Les programmes appuyés par le FMI dans plusieurs pays de l’Union constituent un autre fil conducteur. L’efficacité des cadres de financement et d’ajustement exige une synchronisation étroite avec la politique monétaire commune, notamment sur la trajectoire d’inflation, la valorisation des titres publics détenus par les banques et la reconstitution des marges de manœuvre budgétaires. Les entretiens bilatéraux servent à harmoniser diagnostics et séquençage des réformes, en veillant à la cohérence d’ensemble entre objectifs nationaux et contraintes de l’union monétaire.
Au-delà de la conjoncture, trois chantiers structurants dominent l’agenda. D’abord, l’amélioration des recettes domestiques et de la qualité de la dépense publique pour créer l’espace budgétaire indispensable aux investissements productifs et à la transition énergétique. Ensuite, la montée en gamme des marchés financiers régionaux, avec davantage de profondeur, une base d’investisseurs élargie et une meilleure transparence des risques. Enfin, l’accélération des réformes qui fluidifient le commerce intra-UEMOA, renforcent la concurrence et abaissent les coûts logistiques qui alimentent encore l’inflation de fond.

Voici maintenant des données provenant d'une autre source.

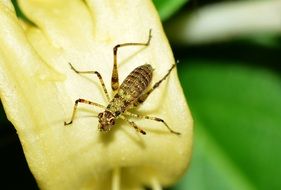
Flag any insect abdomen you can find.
[107,64,153,112]
[119,64,152,98]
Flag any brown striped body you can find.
[106,64,153,117]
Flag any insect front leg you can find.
[111,29,152,94]
[123,111,180,135]
[64,98,105,125]
[133,64,176,107]
[69,63,110,102]
[120,115,146,135]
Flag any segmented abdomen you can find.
[107,64,153,112]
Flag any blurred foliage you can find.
[153,0,188,21]
[0,0,281,190]
[175,60,281,190]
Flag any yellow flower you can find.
[0,0,192,190]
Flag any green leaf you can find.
[153,0,188,21]
[174,61,281,190]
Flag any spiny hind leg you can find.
[111,29,152,94]
[64,98,105,125]
[133,64,176,107]
[120,115,146,135]
[123,111,180,135]
[69,63,110,102]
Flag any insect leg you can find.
[69,63,110,102]
[120,115,146,135]
[111,29,152,94]
[123,112,180,135]
[64,98,105,125]
[133,64,176,107]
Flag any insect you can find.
[64,29,180,135]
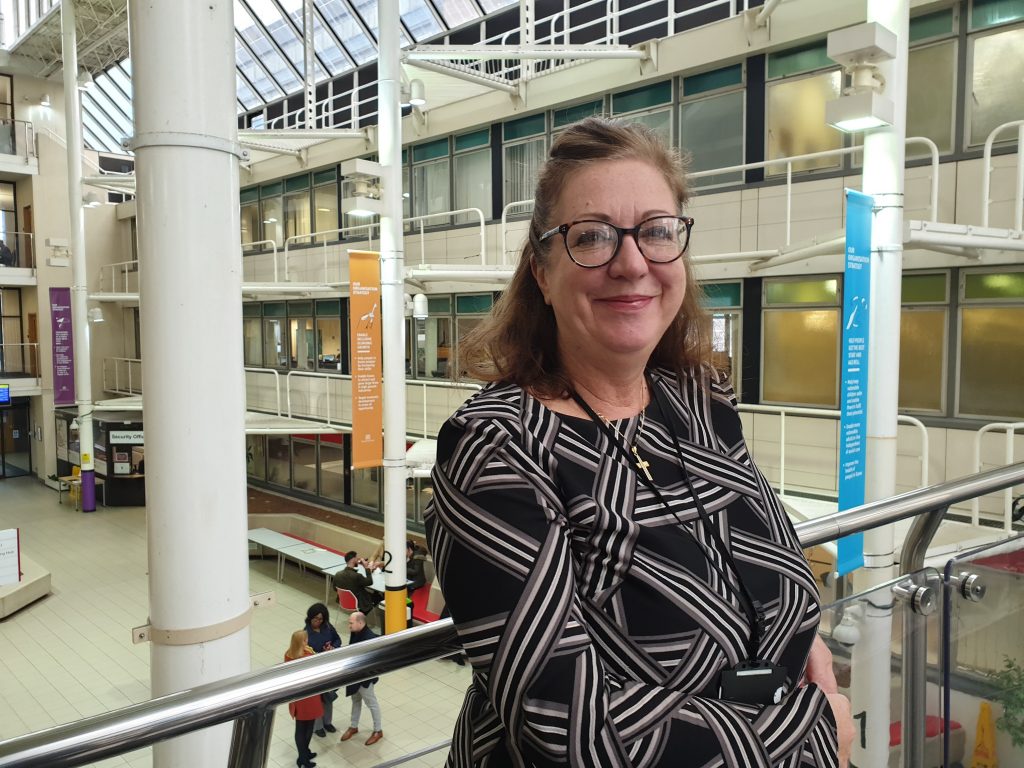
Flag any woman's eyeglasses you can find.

La portée de l’entretien du 17 octobre se mesure moins à un communiqué qu’à la cohérence qu’il confère à l’architecture de stabilisation en UEMOA. Dans un cycle où la croissance mondiale ralentit, où les primes de risque demeurent sensibles et où la lutte contre l’inflation n’est pas achevée, la relation de travail entre la BCEAO et le FMI reste un actif stratégique pour l’Union. Elle offre un cadre pour articuler la normalisation monétaire, la discipline budgétaire, la modernisation des paiements et la soutenabilité de la dette, avec pour boussole la résilience et l’emploi. C’est sur ce terrain qu’il faudra juger, dans les prochains mois, la traduction opérationnelle des échanges de Washington.